Opinion: State budget is more bitter than sweet

Publisher’s note: This editorial is from the June 28, 2011, Sacramento Bee.

Judged purely on the straitjacket they’ve been forced to wear, Democrats were on their way Tuesday toward making the best of some bad budget choices.

Yet judged on California’s needs and ambitions, there isn’t much to celebrate. Our standing as a state that invests in its future and protects its most vulnerable is about to take a horrible beating.

It could have turned out differently. Republicans and Democrats could have found common ground on a combination of spending cuts, budget reforms and tax extensions. They could have acted like true public servants.

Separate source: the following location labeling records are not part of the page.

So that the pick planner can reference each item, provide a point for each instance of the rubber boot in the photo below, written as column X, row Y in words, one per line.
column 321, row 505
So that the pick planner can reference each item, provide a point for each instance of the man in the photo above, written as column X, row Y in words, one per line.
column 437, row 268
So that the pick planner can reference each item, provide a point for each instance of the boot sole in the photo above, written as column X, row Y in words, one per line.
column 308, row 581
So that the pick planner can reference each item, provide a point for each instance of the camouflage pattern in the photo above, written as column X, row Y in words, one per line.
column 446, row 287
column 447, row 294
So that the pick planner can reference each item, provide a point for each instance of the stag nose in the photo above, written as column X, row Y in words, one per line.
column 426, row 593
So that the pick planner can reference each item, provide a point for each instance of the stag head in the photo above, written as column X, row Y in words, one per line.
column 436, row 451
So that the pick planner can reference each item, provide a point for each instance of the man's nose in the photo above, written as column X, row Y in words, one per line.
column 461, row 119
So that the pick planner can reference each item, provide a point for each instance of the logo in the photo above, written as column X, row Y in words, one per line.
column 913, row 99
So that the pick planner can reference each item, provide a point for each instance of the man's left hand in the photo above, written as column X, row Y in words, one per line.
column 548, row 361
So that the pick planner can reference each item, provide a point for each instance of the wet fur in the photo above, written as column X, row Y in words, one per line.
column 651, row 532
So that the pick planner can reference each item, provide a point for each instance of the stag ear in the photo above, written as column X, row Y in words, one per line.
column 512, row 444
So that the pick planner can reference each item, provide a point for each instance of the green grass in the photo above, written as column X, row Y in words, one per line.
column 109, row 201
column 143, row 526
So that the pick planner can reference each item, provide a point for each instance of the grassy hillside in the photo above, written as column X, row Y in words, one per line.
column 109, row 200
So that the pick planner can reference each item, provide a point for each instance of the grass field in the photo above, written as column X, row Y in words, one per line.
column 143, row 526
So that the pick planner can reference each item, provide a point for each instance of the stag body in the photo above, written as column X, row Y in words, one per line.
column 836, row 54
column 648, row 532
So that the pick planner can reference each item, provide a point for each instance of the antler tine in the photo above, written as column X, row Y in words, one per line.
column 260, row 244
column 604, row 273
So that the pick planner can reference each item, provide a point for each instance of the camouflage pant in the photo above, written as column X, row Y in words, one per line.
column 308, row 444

Yet all the posturing and no-tax pledges and pressure from vested interests poisoned whatever common ground might have existed. This week, Gov. Jerry Brown and his party decided there was no deal to be cut with GOP lawmakers, whose votes were needed for tax extensions. So Democrats came up with a Plan B that cut the minority out of the action. Republicans gained nothing – no pension reforms, no regulatory reforms, no spending cap – even though their constituents will share in the pain.

It is ugliness heaped upon ugliness. More cuts to higher education, driving up tuition costs. More cuts to Healthy Families. Less help for children whose parents are trying to find jobs. Less help for the developmentally disabled. More cuts to the judiciary. The list goes on and on.